I did, and that was my goal and I prayed. All I wanted was a 30-year career. If I could work and make a living and feed my family for 30 years, I would have considered myself a success. That was 10 years ago. So, you know, I’m still going strong. Thank God!
You talk about Oscar versus Emmy, but do you do things differently for small versus big screen?
No, not at all. It’s all the same.
You don’t get bigger or smaller based on how your work is going to be projected?
No. Especially now with what’s happening with all these ancillary outlets like Netflix, they may start on the big screen but end up on the small. You know who got it right? Billy Wilder. When Gloria Swanson said, her answer to William Holden who says oh I remember you, you used to be a big star and she said I’m still big. It’s the pictures that get smaller. Now people are judging my work on their iPhones. If you think about it, you know Academy screeners, they come in and people are watching them on their laptops on a 12-inch screen.
What’s the first film that you saw that said I want to do this?
On the Waterfront.
Did you see Brando and think I can do that?

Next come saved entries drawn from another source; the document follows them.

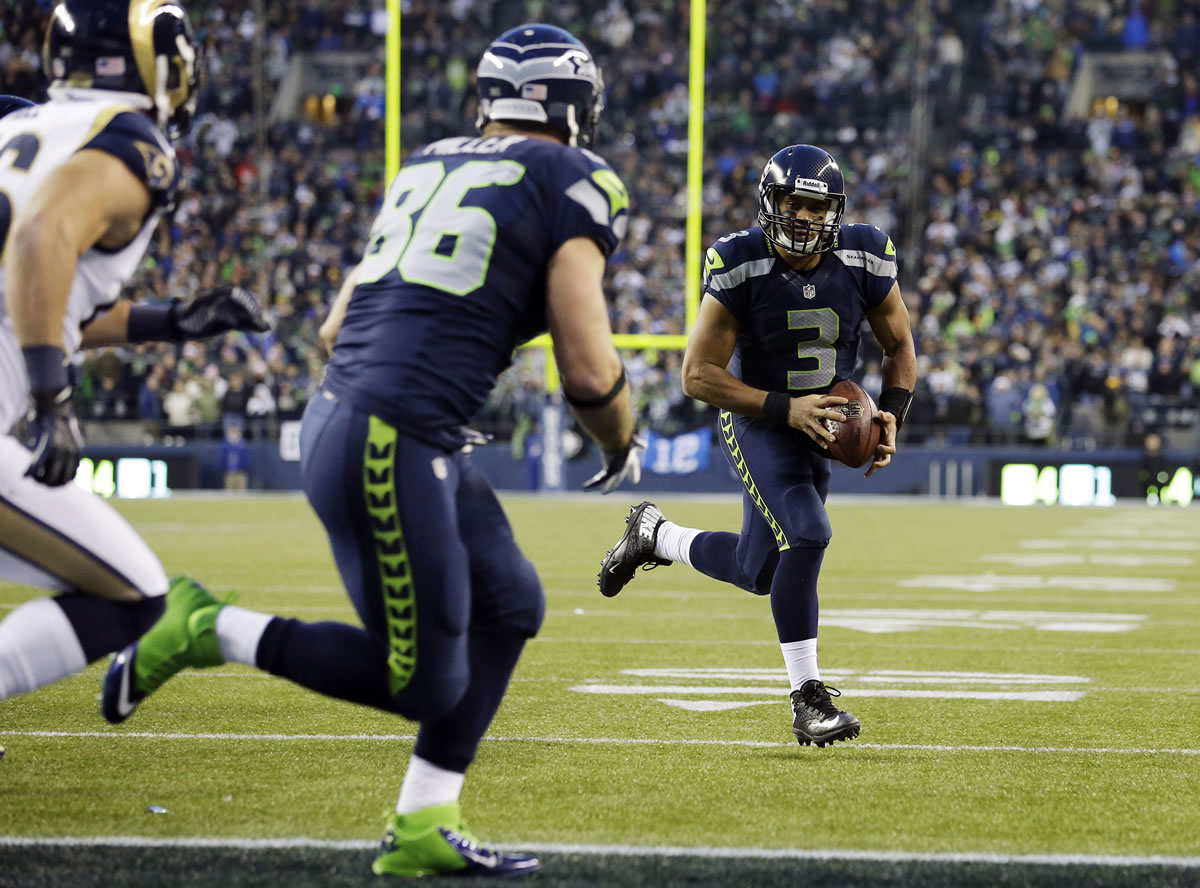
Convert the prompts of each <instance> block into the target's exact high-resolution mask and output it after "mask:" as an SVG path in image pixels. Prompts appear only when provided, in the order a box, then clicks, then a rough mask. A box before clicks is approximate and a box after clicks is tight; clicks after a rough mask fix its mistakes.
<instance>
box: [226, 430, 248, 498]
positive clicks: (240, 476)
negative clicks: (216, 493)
mask: <svg viewBox="0 0 1200 888" xmlns="http://www.w3.org/2000/svg"><path fill="white" fill-rule="evenodd" d="M220 458H221V468H222V469H223V470H224V487H226V490H227V491H244V490H246V488H247V487H248V486H250V469H251V463H252V457H251V452H250V445H248V444H246V442H245V440H244V439H242V437H241V426H240V425H238V424H236V422H228V424H226V430H224V440H223V442H221V455H220Z"/></svg>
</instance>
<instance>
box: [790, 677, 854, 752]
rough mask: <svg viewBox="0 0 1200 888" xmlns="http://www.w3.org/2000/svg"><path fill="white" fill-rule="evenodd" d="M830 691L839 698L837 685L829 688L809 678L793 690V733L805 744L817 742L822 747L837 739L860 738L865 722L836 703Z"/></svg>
mask: <svg viewBox="0 0 1200 888" xmlns="http://www.w3.org/2000/svg"><path fill="white" fill-rule="evenodd" d="M830 694H832V695H833V696H834V697H840V696H841V694H840V692H839V691H838V689H836V688H826V686H824V684H823V683H822V682H818V680H817V679H815V678H810V679H809V680H808V682H805V683H804V684H802V685H800V689H799V690H798V691H792V712H793V713H794V714H796V719H794V720H793V721H792V733H794V734H796V739H797V740H798V742H799V744H800V745H802V746H808V745H809V744H810V743H815V744H816V745H817V746H818V748H823V746H824V745H826V744H827V743H833V742H834V740H852V739H854V738H856V737H858V732H859V731H860V730H862V727H863V726H862V724H860V722H859V721H858V719H856V718H854V716H853V715H851V714H850V713H847V712H842V710H841V709H839V708H838V707H835V706H834V704H833V700H832V697H830Z"/></svg>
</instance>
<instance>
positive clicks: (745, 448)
mask: <svg viewBox="0 0 1200 888" xmlns="http://www.w3.org/2000/svg"><path fill="white" fill-rule="evenodd" d="M719 431H720V437H721V444H722V449H724V451H725V456H726V458H727V460H728V462H730V466H731V467H732V468H733V470H734V472H736V473H737V475H738V476H739V478H740V479H742V484H743V487H744V488H745V492H744V493H743V496H742V533H738V534H731V533H721V532H713V533H702V534H700V535H698V536H697V538H696V539H695V540H694V541H692V545H691V551H690V553H689V554H690V558H691V563H692V565H694V566H695V568H696V569H697V570H700V571H701V572H703V574H707V575H708V576H710V577H713V578H715V580H721V581H724V582H727V583H732V584H734V586H737V587H739V588H742V589H745V590H748V592H752V593H755V594H757V595H767V594H769V595H770V606H772V613H773V616H774V618H775V628H776V630H778V632H779V640H780V642H791V641H799V640H803V638H815V637H816V634H817V575H818V574H820V571H821V562H822V560H823V558H824V550H826V546H828V545H829V539H830V536H832V535H833V530H832V528H830V527H829V516H828V514H827V512H826V508H824V502H826V497H827V496H828V493H829V460H828V458H827V457H824V456H822V455H821V454H818V452H816V451H815V450H814V445H812V444H811V443H810V442H809V439H808V436H805V434H804V433H803V432H799V431H797V430H793V428H787V427H784V426H779V425H775V424H773V422H767V421H764V420H761V419H751V418H748V416H740V415H737V414H732V413H728V412H727V410H722V412H721V414H720V419H719Z"/></svg>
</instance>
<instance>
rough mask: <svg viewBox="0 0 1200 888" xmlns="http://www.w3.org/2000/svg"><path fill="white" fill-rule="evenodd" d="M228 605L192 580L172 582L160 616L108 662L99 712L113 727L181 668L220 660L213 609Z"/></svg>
mask: <svg viewBox="0 0 1200 888" xmlns="http://www.w3.org/2000/svg"><path fill="white" fill-rule="evenodd" d="M230 600H232V599H230ZM227 604H229V601H228V600H227V601H217V600H216V599H215V598H212V595H210V594H209V590H208V589H205V588H204V587H203V586H200V584H199V583H197V582H196V581H194V580H190V578H188V577H182V576H180V577H175V578H174V580H172V581H170V588H169V589H168V590H167V610H166V611H164V612H163V614H162V617H160V618H158V622H157V623H155V624H154V625H152V626H150V629H149V630H146V634H145V635H143V636H142V637H140V638H138V640H137V641H136V642H133V643H132V644H130V646H128V647H127V648H125V649H124V650H122V652H120V653H119V654H116V656H114V658H113V661H112V664H109V666H108V673H107V674H106V676H104V689H103V692H102V695H101V700H100V710H101V713H102V714H103V716H104V718H106V719H108V720H109V721H112V722H113V724H114V725H115V724H118V722H121V721H125V720H126V719H127V718H130V715H132V714H133V710H134V709H137V708H138V703H140V702H142V701H143V700H145V698H146V697H148V696H149V695H150V694H152V692H154V691H156V690H158V688H161V686H162V685H163V683H164V682H166V680H167V679H168V678H170V677H172V676H174V674H175V673H176V672H179V671H180V670H182V668H186V667H188V666H193V667H196V668H202V667H204V666H220V665H221V664H223V662H224V659H223V658H222V656H221V646H220V644H218V643H217V613H218V612H220V611H221V608H222V607H224V606H226V605H227Z"/></svg>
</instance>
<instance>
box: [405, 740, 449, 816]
mask: <svg viewBox="0 0 1200 888" xmlns="http://www.w3.org/2000/svg"><path fill="white" fill-rule="evenodd" d="M464 778H466V774H460V773H458V772H457V770H446V769H445V768H439V767H438V766H436V764H430V763H428V762H427V761H425V760H424V758H421V757H420V756H415V755H414V756H413V757H412V758H410V760H409V761H408V770H406V772H404V782H403V784H401V785H400V798H398V799H396V814H412V812H413V811H420V810H421V809H422V808H428V806H430V805H444V804H448V803H450V802H457V800H458V793H461V792H462V781H463V779H464Z"/></svg>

But there’s a lot of characters in that movie! They shot it in my hometown, so you know…
Hoboken.
Yeah.
So there’s another guy another Italian from Hoboken, I believe.
Yeah, a singer, Frank something. Sinatra once famously said, “Joey Pants, poor son of a bitch, he’ll never be the most famous guy from Hoboken!” [laughs]
Another Italian from the other side of the Hudson got in a lot of trouble when they asked him about whether he was gonna do a Marvel movie. He said he described them as a theme park ride, rather than cinema. I’m wondering if in your own heart of hearts, whether you and you look at what’s happening now in films and the domination of the box office, whether you still have this divide between what entertains and the character stuff that drives you?
I think it’s like a diet. If you have a steak you need a little bit of mashed potatoes and vegetables with it. Those kinds of movies enable people like Scarlett Johansson to do A Marriage Story.
Adam Driver is of course in Star Wars.
You do one for the art and you do one for the money and exposure. Hopefully, with Bad Boys 3 opening next month, that’ll introduce me to a whole new audience and ride me through right to the Screen Actors Guild old age home.
It’s real a pleasure to meet you.
Thank you. And nobody puts fucking sour cream in eggs. That’s bullshit.